James Stirling, Engineering Building, Leicester University, 1963.

James Stirling: Revisionary Modernist is a critical analysis of one of the best known but least studied architects of the post-war period, and it provides a close reading of six of Stirling's seminal projects from the 1950s through the 1970s: the Flats at Ham Common (1958), the Churchill College Competition (1959), the Leicester Engineering Building (1963), the Florey Building at Oxford (1971), the Nordrhein-Westfalen Museum, Düsseldorf (1975), and his entry to the Roma Interrotta competition (1978).

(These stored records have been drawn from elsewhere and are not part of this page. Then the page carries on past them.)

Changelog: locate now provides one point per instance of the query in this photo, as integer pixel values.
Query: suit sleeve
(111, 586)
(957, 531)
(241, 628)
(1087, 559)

The central argument of the book is that Stirling remained a committed modernist during this period, even as he engaged in what he termed "a dialogue with architectural tradition." This interpretation challenges the widely held misconception that Stirling "turned" to postmodernism in the later part of his career, arguing instead that Stirling revisioned historical sources from his earliest works and that his modernism was deeply dependent on history.

A licensed architect, critic, and historian, Amanda Reeser Lawrence is an assistant professor of design at the School of Architecture at Northeastern University. Lawrence received a PhD in architectural history and theory from Harvard's Graduate School of Design, an MArch from Columbia University's GSAPP, and a BA (summa cum laude) in architectural history from Princeton University. Lawrence is cofounder and coeditor of the award-winning architectural journal PRAXIS, the only non-commercial architectural publication of contemporary American architecture. Lawrence's research focuses on a close reading of architectural form—both contemporary and historical—with a particular interest in theorizing the role of influence.